Tuesday, December 12, 2017

mac_apt + APFS support

Over the past few months, I've been working at adding APFS support into mac_apt, and its finally here. Version 0.2 of mac_apt is now available with APFS support. It also adds a new plugin to process print jobs, some enhanced functionality in other plugins and several minor bug fixes.

As of now basic APFS support is complete, mac_apt can view and extract any file on the file system, including compressed files. It does not have support for FileVault2 (encryption) and will not handle an encrypted volume. The checkpoint feature in APFS is currently not supported or tested although this may be added later.

This is the first forensic processing tool (in freeware) to support APFS. I believe at this time, Sumuri Recon is the only commercial one. I am unaware of any other that can read APFS.

I would like to thank Kurt-Helge Hansen for publishing the paper detailing APFS internal structure and working. He was also helpful in providing a proof of concept code for the same.

The implementation we've used is based on the APFS template built with kaitai-struct. Kaitai-Struct is a library that makes it easy to define and read C structures. It will generate all the code required to read those structures. For APFS, the kaitai-struct template was developed originally by Jonas Plum (@cugu_pio) & Thomas Tempelmann (@tempelorg) here.

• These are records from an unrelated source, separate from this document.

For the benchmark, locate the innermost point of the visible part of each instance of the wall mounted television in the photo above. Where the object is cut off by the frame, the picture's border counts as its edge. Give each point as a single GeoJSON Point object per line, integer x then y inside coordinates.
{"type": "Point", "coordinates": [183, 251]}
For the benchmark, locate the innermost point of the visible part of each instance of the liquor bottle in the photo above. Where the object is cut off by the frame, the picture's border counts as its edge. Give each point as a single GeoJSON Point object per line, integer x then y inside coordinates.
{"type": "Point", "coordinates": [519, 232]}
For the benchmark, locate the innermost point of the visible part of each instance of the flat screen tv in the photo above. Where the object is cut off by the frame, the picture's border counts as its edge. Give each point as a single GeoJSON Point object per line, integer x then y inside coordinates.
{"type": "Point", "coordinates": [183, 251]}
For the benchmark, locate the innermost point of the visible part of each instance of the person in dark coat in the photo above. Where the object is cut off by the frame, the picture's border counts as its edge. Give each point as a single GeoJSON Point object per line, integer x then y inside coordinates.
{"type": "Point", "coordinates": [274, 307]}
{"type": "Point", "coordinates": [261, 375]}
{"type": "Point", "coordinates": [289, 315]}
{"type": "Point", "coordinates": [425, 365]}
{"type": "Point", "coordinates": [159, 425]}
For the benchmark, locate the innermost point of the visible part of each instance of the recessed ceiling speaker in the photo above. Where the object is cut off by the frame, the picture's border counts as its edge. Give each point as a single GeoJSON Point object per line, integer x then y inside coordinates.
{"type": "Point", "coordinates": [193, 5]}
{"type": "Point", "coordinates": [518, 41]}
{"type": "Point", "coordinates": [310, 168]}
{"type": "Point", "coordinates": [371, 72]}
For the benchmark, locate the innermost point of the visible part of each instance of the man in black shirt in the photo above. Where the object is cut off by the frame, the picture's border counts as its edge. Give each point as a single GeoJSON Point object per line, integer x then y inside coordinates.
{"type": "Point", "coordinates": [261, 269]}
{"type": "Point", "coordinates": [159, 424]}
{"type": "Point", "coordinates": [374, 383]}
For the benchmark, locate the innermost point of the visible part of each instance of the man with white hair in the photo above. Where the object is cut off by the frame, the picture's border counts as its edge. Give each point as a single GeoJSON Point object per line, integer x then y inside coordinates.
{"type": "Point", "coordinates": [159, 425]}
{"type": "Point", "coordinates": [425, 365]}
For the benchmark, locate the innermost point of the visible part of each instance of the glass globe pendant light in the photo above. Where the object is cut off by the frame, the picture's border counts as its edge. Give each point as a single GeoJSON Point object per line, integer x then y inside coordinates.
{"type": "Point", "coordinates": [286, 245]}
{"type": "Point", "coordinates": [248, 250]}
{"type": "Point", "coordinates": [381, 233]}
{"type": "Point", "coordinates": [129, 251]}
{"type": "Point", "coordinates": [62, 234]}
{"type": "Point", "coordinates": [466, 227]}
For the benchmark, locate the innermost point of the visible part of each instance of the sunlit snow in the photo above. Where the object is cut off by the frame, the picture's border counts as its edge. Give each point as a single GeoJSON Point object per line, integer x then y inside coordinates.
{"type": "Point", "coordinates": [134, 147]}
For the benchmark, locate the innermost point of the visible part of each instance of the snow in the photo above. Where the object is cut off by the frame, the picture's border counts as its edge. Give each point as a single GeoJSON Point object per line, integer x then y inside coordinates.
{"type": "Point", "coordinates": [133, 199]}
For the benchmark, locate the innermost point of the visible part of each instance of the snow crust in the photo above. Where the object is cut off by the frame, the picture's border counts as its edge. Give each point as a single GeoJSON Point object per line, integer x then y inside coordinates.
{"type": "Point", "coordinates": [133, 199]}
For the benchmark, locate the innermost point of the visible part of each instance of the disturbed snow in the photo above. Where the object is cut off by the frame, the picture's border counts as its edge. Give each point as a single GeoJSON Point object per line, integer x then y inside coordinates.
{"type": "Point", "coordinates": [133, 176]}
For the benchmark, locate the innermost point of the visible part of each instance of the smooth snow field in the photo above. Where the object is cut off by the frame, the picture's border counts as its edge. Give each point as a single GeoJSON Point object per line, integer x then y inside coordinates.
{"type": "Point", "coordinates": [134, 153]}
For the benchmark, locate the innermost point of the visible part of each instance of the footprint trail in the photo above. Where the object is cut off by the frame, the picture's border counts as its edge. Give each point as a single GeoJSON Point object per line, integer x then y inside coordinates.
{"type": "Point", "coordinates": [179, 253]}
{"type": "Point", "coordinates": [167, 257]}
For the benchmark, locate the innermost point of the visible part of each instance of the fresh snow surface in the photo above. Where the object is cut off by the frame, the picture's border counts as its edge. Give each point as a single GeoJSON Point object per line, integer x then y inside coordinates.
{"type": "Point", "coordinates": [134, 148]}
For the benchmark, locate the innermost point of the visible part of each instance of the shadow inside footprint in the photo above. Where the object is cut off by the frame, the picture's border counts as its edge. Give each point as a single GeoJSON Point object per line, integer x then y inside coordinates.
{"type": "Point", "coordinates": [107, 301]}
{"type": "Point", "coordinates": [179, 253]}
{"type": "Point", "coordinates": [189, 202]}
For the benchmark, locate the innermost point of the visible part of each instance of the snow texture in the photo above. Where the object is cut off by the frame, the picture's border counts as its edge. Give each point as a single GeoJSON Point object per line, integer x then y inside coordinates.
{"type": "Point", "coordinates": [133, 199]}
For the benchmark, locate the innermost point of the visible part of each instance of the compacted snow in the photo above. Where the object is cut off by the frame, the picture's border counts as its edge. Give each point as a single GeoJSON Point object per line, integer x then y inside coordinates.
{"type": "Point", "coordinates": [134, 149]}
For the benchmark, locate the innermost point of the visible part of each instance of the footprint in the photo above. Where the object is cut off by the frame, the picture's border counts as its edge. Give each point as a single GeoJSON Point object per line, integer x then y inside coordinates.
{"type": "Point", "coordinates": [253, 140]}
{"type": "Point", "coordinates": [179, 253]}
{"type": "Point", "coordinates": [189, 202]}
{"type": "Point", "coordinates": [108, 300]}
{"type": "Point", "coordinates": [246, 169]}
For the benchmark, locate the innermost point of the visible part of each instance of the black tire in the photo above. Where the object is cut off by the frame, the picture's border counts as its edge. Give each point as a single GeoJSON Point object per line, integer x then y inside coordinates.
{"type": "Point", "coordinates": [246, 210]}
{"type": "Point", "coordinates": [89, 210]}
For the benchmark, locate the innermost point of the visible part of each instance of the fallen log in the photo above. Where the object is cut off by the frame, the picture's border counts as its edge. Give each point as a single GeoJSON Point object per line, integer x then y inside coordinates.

APFS working and implementation

The approach we've taken is to read all inodes and populate a database with this data. This means we have to read the entire filesystem data upfront before we have information to read a single file. It isn't ideal, it practically takes 2-4 min. time to do this on an image having default macOS installation (using my slow regular SATA III external disk over USB3), which is not too bad. But I opted for this path as it is the only solution available for now. Why? The way APFS stores files in its b-tree, they are not sorted by name alphabetically. Instead, a 3 byte hash is computed for each file name and the b-tree maintains nodes sorted by this hash instead. The problem is that this hash algorithm is currently unknown. It may just be some sort of CRC variant or something very different. Until this algorithm is known, we cannot write a native parser that walks the b-tree. Hence the database for now.

The database does offer us several advantages though. For compressed file information, we can pre-process the logical size and save that for quick retrieval. In APFS, a compressed file will have its logical size set to zero in file metadata. To lookup its real size, you have to go read its compressed data header (which may be inline or in a resource fork), parse it and get the uncompressed (logical) size. This often means going out to an extent to read it, which makes it slow. Pre-populating this info in a database makes it much quicker for later analysis.

APFS allows extended attributes to be defined and used just the same as HFS+. This means a file can have extended attributes and those are used to save compression parameters (similar to HFS+). APFS also uses Copy-On-Write, which means if you copy a file, the resulting copy will not duplicate the data on disk. Both inodes (original and copy) will point to the same original extents. Only when the copy is changed will new extents be allocated.

If you are not familiar with APFS, the Disk Info output from mac_apt might look strange to you.

Screenshot - Disk Info data from mac_apt showing same offset & size for all APFS volumes
This may be read as 4 partitions all type APFS having the same exact starting offset and size! The reason for this is that APFS is a little different. It isn't just defining a volume, rather it implements a container which can host several volumes in it! This output is from a default installation of HighSierra, where the Disk partitioning scheme is GPT and it defines 2 partitions as seen in the screenshot below.
Illustration showing APFS container and volumes within the Disk

The APFS container by default does not put a limit on the size or location of those volumes within it (Preboot, Macintosh HD, VM, Recovery). Unlike normal partitions on disk where sectors are allocated for each volume before you can use the volumes, APFS allows all volumes to share a common pool of extents (clusters) and they all report having total free space as the same. But really its shared space, so you cannot sum it up for all volumes. This also means data from all volumes is interspersed and volumes are not contiguous. The design makes sense as the target media is flash memory (SSD), and it will never be contiguous there (as it did on spinning HDDs) because of the way flash memory chips work.